Stephen Pit Corder (6 October 1918 – 27 January 1990), generally known as Pit Corder, was a professor of applied linguistics at Edinburgh University, known for his contribution to the study of error analysis. He was the first chairman of the British Association for Applied Linguistics, 1967-70, and was instrumental in developing the field of applied linguistics in the United Kingdom.

Pit Corder was born at 4 Bootham Terrace, York, into a Quaker family. His father, Philip Corder (b. 1885), was a schoolteacher of English origin, and his mother, Johanna Adriana van der Mersch (b. 1887), was Dutch. Pit studied at Bootham School, a Quaker boarding school near York, where his father was a master. He went on to read modern languages at Merton College, Oxford, from 1936 to 1939.

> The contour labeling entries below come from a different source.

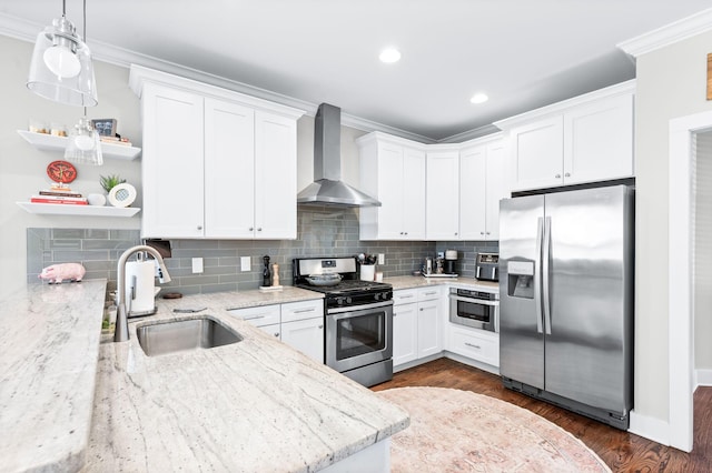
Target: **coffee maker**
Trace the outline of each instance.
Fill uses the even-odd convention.
[[[443,272],[445,274],[457,274],[457,271],[455,270],[456,262],[457,262],[457,250],[445,251],[445,266],[443,268]]]

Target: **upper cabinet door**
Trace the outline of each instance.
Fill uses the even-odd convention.
[[[425,152],[403,152],[403,232],[407,240],[425,240]]]
[[[487,147],[467,148],[459,154],[459,238],[484,240],[487,208]]]
[[[506,169],[506,145],[504,140],[488,144],[485,240],[500,240],[500,201],[510,197]]]
[[[253,238],[255,111],[205,100],[205,223],[207,238]]]
[[[633,175],[633,95],[595,101],[564,115],[564,182]]]
[[[147,83],[144,115],[144,238],[204,235],[202,98]]]
[[[536,189],[560,185],[564,121],[562,115],[538,120],[513,129],[512,171],[515,189]]]
[[[255,112],[255,238],[297,238],[297,122]]]
[[[459,152],[427,153],[426,239],[459,239]]]

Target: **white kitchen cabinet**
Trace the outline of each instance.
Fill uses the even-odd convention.
[[[362,240],[425,240],[425,151],[374,132],[359,138],[360,190],[380,207],[359,210]]]
[[[144,238],[295,239],[301,111],[132,66]]]
[[[443,351],[441,320],[441,291],[438,288],[418,290],[417,358]]]
[[[459,239],[459,152],[427,152],[425,239]]]
[[[500,334],[448,323],[447,350],[491,366],[500,368]]]
[[[496,122],[510,135],[512,190],[633,177],[634,93],[627,81]]]
[[[281,323],[281,341],[324,363],[324,316]]]
[[[399,366],[443,350],[439,288],[393,293],[393,364]]]
[[[508,197],[505,143],[475,140],[459,152],[459,239],[498,240],[500,200]]]
[[[264,332],[324,363],[324,300],[228,310]]]
[[[394,299],[397,292],[394,291]],[[418,358],[418,304],[415,291],[412,302],[393,305],[393,364],[398,366]]]
[[[144,117],[144,238],[204,235],[204,115],[196,93],[147,83]]]

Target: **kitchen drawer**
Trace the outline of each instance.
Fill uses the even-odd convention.
[[[274,336],[277,340],[281,340],[281,324],[279,323],[270,323],[269,325],[257,325],[259,328],[259,330],[261,330],[265,333],[270,334],[271,336]]]
[[[433,301],[435,299],[441,298],[441,289],[439,288],[423,288],[418,289],[418,302],[421,301]]]
[[[255,326],[279,324],[279,305],[259,305],[257,308],[231,309],[228,313],[243,319]]]
[[[393,304],[413,304],[418,301],[417,289],[403,289],[399,291],[393,291]]]
[[[447,350],[500,368],[500,334],[449,324]]]
[[[281,304],[281,323],[324,316],[324,299]]]

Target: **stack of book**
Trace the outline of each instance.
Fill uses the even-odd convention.
[[[102,143],[111,143],[111,144],[123,144],[125,147],[130,147],[131,142],[128,138],[119,138],[119,137],[99,137]]]
[[[69,205],[87,205],[87,198],[83,198],[78,192],[72,192],[69,188],[61,190],[44,190],[40,191],[38,195],[32,195],[30,202],[33,203],[58,203]]]

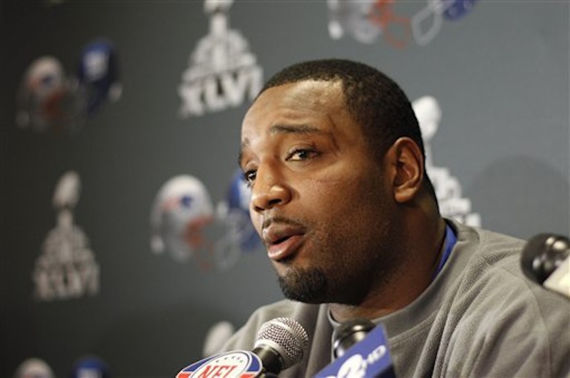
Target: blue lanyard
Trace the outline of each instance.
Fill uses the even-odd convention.
[[[440,261],[440,265],[437,266],[437,270],[435,270],[435,274],[434,275],[433,277],[435,278],[441,270],[443,269],[443,265],[445,265],[445,262],[447,261],[447,259],[451,255],[451,250],[453,249],[453,246],[455,245],[455,242],[457,241],[457,238],[455,236],[455,233],[453,232],[453,230],[450,227],[449,225],[445,225],[445,240],[443,242],[443,255],[441,257],[441,260]]]

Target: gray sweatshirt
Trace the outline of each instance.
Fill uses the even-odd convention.
[[[457,241],[443,270],[414,302],[374,320],[385,327],[396,376],[570,377],[570,300],[524,276],[524,241],[449,222]],[[260,307],[222,351],[252,350],[261,325],[278,317],[309,335],[303,361],[279,377],[313,377],[331,363],[338,325],[326,304]]]

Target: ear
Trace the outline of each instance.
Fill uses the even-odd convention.
[[[420,191],[423,178],[423,156],[413,139],[398,138],[388,149],[394,199],[403,203],[412,200]]]

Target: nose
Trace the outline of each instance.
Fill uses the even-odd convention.
[[[291,198],[291,192],[283,178],[269,167],[259,167],[252,188],[252,208],[262,213],[274,206],[282,206]]]

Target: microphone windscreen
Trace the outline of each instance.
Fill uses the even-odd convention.
[[[269,347],[281,358],[281,369],[287,369],[303,359],[309,346],[309,335],[296,320],[277,317],[266,322],[259,328],[254,348]]]

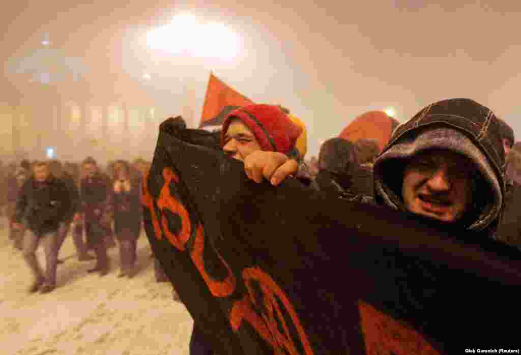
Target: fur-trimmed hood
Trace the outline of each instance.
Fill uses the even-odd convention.
[[[473,215],[464,226],[492,235],[501,218],[505,192],[499,125],[490,109],[469,99],[443,100],[424,108],[395,130],[377,159],[376,202],[406,210],[401,185],[407,160],[430,149],[447,149],[468,157],[480,173]]]

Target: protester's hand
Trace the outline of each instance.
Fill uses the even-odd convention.
[[[276,186],[298,169],[295,160],[275,151],[257,150],[244,160],[244,171],[248,178],[257,183],[262,182],[264,178]]]

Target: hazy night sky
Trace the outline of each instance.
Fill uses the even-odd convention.
[[[172,114],[188,97],[197,122],[213,70],[254,100],[280,103],[300,117],[309,155],[365,111],[392,106],[403,121],[450,97],[489,106],[521,134],[520,2],[98,2],[11,5],[2,15],[3,59],[37,47],[48,32],[93,73],[108,68],[138,80],[150,73],[157,95],[173,103]],[[229,26],[240,36],[239,55],[222,62],[147,48],[146,30],[179,13]]]

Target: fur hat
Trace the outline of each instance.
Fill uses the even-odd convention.
[[[498,121],[499,123],[499,134],[501,136],[501,139],[506,138],[510,142],[511,146],[514,145],[514,142],[515,142],[514,130],[501,119],[498,118]]]

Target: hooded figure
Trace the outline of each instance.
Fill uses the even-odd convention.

After Oxford, Corder taught at Great Ayton Friends' School until serving in the Friends' Ambulance Unit during World War II in Finland and Egypt, having received exemption from military service as a conscientious objector. In 1946 he married Nancy Proctor (b. 1916), his second cousin, with whom he had two sons and a daughter.

After the war, Corder worked for the British Council in Austria, Turkey, Jamaica and Colombia. During this time he taught classes, worked on syllabus design, and prepared new language-teaching materials. In 1957 Corder joined the school of applied linguistics at the University of Edinburgh, although he continued to be employed by the British Council. The British Council needed specialists in applied linguistics for its expansion around the world, and Corder studied for the diploma in applied linguistics in order to fulfil that need. After a year of study the British Council posted him to Nigeria, where he helped to develop English-language teaching materials for television.